Bilan atténué pour la conjoncture économique en 2016, pourtant la création d’entreprises a connu une des hausses les plus significatives de ces dernières années, à 12 %.
Malgré un contexte de ralentissement des activités économiques et la défaillance des entreprises, les chiffres témoignent d’une capacité réelle à percer dans la création d’entreprises.
Chiffres à l’appui pour 2016, la hausse a été de 12 % pour les nouvelles immatriculations, soit un peu plus de 33 000 entreprises qui se sont créées. Malgré ces performances, le capital social de départ demeure largement faible. Les difficultés d’accès au financement retardent incontestablement la croissance des entreprises.
Parmi les activités qui ont été les plus dynamiques figurent les services domestiques, les débits d’alcool, et les locations de voitures. Les chiffres de référence de l’OMPIC sont plus élevés car ils comprennent notamment les entreprises qui ont démarré et celles qui sont dormantes. Les activités ralentissent, et les défaillances d’entreprises ont atteint un chiffre record, soit 7 069 défauts, ce qui représente une hausse de 21 % sur un an.
Des défis uniques
Si 98 % des créations d’entreprises en 2016 sont constituées de Sarl et de Sarlau, trois secteurs ont tout de même marqué leurs empreintes : le commerce, les BTP et l’immobilier.

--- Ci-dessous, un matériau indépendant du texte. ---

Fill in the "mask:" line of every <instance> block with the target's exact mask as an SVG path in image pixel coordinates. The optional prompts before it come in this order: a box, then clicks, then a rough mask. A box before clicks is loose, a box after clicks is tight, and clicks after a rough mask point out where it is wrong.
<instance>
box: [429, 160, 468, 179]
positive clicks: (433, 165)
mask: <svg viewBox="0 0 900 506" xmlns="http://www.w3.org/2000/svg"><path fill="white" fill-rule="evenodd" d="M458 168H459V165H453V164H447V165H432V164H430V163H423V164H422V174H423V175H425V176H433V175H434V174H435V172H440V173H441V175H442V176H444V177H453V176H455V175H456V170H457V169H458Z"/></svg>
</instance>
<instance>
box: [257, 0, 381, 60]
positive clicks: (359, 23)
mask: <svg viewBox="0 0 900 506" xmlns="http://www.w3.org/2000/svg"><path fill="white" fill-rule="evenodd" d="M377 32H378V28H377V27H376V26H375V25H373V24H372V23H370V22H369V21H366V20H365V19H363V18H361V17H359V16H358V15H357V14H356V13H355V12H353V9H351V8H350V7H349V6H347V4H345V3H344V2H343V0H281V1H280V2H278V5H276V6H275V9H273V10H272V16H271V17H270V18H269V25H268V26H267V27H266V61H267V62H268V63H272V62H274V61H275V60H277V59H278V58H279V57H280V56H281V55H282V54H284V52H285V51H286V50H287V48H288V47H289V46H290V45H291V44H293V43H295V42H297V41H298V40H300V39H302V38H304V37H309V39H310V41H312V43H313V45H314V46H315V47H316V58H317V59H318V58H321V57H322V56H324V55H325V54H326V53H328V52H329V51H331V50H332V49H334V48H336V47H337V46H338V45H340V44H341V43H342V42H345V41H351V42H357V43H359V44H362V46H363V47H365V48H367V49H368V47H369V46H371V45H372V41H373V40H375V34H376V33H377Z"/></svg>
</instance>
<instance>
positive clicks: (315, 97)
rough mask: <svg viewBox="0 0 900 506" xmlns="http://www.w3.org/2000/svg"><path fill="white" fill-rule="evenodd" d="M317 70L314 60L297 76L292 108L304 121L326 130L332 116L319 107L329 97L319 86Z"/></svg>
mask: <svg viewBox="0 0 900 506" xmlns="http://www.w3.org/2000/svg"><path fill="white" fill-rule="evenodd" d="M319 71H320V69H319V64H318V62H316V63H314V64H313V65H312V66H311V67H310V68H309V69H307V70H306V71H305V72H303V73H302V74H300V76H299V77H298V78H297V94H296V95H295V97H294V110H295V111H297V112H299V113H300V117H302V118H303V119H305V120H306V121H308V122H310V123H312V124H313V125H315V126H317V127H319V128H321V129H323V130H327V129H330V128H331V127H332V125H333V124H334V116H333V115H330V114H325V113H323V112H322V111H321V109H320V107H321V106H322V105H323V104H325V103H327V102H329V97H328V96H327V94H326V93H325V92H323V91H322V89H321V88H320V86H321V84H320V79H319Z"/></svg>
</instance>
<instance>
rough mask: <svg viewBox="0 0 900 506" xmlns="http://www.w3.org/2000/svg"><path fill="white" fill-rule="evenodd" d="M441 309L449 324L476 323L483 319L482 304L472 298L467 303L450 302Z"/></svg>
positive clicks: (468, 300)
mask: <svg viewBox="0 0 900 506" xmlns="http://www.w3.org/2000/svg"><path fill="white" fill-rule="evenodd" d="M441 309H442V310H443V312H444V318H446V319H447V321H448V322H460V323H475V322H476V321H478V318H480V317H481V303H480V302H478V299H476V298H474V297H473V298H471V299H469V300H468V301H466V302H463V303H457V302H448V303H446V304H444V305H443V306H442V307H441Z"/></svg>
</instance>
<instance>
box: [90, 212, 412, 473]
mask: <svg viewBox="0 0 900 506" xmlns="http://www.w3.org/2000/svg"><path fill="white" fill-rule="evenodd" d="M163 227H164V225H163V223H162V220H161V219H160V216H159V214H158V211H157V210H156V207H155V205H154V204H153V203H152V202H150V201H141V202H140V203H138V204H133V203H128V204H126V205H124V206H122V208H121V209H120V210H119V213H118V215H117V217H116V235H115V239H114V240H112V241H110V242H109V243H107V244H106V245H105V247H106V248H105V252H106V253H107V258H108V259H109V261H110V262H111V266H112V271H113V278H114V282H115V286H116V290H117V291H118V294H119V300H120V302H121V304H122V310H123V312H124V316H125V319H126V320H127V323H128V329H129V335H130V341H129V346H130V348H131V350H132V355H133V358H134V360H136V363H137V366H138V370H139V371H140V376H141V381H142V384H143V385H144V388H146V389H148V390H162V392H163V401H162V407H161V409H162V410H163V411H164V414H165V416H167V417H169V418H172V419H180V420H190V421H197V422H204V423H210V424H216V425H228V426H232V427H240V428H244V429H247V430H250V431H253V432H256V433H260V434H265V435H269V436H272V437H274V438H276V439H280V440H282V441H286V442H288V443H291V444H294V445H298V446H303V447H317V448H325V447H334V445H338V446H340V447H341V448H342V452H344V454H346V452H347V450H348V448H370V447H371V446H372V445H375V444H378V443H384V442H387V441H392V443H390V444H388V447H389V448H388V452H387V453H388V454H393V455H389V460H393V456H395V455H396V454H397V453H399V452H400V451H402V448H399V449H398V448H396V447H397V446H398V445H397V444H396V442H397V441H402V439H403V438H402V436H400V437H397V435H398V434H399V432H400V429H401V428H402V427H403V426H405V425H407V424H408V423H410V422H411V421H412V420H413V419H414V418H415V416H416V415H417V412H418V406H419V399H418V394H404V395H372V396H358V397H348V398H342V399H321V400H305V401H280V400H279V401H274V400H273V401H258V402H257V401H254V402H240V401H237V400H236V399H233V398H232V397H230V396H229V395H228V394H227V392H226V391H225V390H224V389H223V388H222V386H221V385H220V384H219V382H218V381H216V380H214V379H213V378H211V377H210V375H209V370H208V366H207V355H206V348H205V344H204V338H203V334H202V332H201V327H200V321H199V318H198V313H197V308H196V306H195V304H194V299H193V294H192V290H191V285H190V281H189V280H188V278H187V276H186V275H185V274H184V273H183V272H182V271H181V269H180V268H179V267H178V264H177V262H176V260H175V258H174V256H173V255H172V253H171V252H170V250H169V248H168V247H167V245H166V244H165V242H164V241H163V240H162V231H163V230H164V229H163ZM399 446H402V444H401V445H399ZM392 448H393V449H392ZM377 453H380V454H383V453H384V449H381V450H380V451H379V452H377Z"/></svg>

Dans une situation où le prêt bancaire en entreprise reste difficile d’accès, le secteur du commerce et celui de la réparation automobile ont été les plus dynamiques avec une hausse de 14 % : 10 983 nouvelles sociétés ont pu être créées. Les nouveaux venus dans les BTP ont augmenté de 9 % avec 5 296 nouvelles unités. Enfin, près de 7 000 immatriculations ont été enregistrées dans l’immobilier et dans les services aux entreprises.
À l’intérieur des secteurs, les services domestiques ont enregistré la plus forte progression, les créations y ont augmenté exceptionnellement de 132 %. Le volume des débits dans le secteur des boissons alcoolisées a connu le double en un an. Puis, avec plus de 1 139 nouvelles immatriculations en 2016, les sociétés de location de voiture méritent également la palme.
Des fonds de démarrage faibles
Le prêt bancaire en entreprise montre ses limites, l’accès demeure difficile.
Le capital de départ de 10 000 DH concerne une entreprise sur trois. 58 % des entreprises ont démarré avec un capital compris entre 10 000 et 100 000 DH. Cette faiblesse du capital de départ demeure un handicap majeur pour les entrepreneurs.
De nombreuses entreprises font face à une situation financière délicate, malgré un taux de pérennité de 60 % sur une période de cinq ans. La pression sur leur trésorerie, surtout pour les petites entreprises, le manque de diversification du portefeuille client, l’allongement des délais de paiement sur le marché constituent autant de failles majeures pour le succès de ces entreprises. Selon les chiffres détaillés dans le site leconomiste, pour un crédit interentreprises qui avoisine les 385 milliards de DH, 51 % sont en faveur des grandes entreprises, contre 33 % seulement pour les PME.